This page last revised 7 May 1997
The plot of Jane Eyre is well known and it is not my intention to outline it here. Instead I want to draw attention to a number of key points which relate to the theme of colonies and colonialism. The figure of the first Mrs Rochester, the insane and promiscuous Creole who stands in the way of Rochester's marriage to the modest Jane is the most obvious example of Bronte's use of the colonies to provide the material for her work, but there are other moments of interaction throughout the novel.
As a child, Jane is fond of likening her position to that of a slave, but Bronte distances her character from the slavetrade in the West Indies by placing the model for Jane's slavery in the Far East, where England has no hand in the business. The slave metaphor is repeated throughout the novel to describe the position of women in British society, but it is always distanced. When Jane eventually comes into her inheritance from her uncle, the source of her wealth is Madeira, another slave society. Jane acts in an honourable fashion by dividing her wealth with her cousins who saved her, but the means of her independance is undeniably due to the colonies.

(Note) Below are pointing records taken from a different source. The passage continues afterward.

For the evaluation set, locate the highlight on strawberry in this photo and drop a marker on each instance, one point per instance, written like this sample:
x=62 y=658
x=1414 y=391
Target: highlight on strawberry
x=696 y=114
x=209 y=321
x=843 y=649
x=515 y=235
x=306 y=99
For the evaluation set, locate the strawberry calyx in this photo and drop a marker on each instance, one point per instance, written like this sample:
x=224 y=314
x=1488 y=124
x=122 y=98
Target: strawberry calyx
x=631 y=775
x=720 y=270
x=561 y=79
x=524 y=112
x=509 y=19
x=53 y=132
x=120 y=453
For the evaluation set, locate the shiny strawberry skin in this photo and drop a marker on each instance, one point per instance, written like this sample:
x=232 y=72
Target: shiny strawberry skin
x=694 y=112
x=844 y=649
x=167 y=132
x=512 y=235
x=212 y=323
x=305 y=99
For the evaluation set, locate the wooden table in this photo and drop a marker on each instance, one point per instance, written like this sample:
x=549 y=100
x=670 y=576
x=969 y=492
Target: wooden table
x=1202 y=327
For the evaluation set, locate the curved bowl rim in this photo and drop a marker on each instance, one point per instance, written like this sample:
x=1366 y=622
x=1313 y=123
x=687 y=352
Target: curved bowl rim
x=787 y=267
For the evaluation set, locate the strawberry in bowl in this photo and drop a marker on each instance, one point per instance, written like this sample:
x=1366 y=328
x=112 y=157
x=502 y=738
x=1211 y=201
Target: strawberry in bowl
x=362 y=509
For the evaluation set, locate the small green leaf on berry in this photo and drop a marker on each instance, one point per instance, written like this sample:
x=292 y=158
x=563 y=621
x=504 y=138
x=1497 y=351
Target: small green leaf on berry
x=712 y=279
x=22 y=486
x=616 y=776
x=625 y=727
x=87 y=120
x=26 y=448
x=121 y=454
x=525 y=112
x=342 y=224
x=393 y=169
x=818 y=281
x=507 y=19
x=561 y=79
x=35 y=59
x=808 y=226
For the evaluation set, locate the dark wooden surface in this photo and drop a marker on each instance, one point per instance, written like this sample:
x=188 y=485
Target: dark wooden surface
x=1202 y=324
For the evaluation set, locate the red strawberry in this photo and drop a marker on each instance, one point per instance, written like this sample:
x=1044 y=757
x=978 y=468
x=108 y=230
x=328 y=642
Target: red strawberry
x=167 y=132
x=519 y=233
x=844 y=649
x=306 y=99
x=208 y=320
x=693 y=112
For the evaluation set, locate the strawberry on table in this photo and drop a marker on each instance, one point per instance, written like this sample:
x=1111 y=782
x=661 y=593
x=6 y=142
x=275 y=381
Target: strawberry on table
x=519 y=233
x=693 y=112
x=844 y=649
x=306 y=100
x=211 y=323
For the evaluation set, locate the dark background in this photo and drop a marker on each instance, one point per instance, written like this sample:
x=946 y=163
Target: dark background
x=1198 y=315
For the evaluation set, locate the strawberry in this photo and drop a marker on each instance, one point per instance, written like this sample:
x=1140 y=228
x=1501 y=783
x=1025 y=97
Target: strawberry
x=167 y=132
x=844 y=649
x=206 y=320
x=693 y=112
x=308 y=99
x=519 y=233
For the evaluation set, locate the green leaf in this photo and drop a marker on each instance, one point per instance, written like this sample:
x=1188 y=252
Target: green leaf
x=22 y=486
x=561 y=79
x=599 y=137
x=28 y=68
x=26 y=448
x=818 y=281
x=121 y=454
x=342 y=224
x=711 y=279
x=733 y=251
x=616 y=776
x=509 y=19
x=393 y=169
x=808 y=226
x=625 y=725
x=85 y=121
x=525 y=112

The treatment of India is important in this context. St. John Rivers wants Jane to join him as his wife on a missionary expedition to India, but Jane sees the discipline and severity of his character as too stifling for her to thrive in. The implication is that she would revert to her former slave position under his influence. But Jane recognises that although his discipline is too much for her, he will do extremely well in India, perhaps indicating that the Indians are in need of such a severe influence to keep them under control. Bronte never explores the double standard of her own position where she strives to give voice to the cry for freedom of a young woman, but silences entire cultures by so doing.
Jean Rhys was always troubled by the portrayal of the Caribbean Creoles in Bronte's novel, and in Wide Sargasso Sea she sought to reclaim a speaking position for the silenced other -- Bertha Rochester.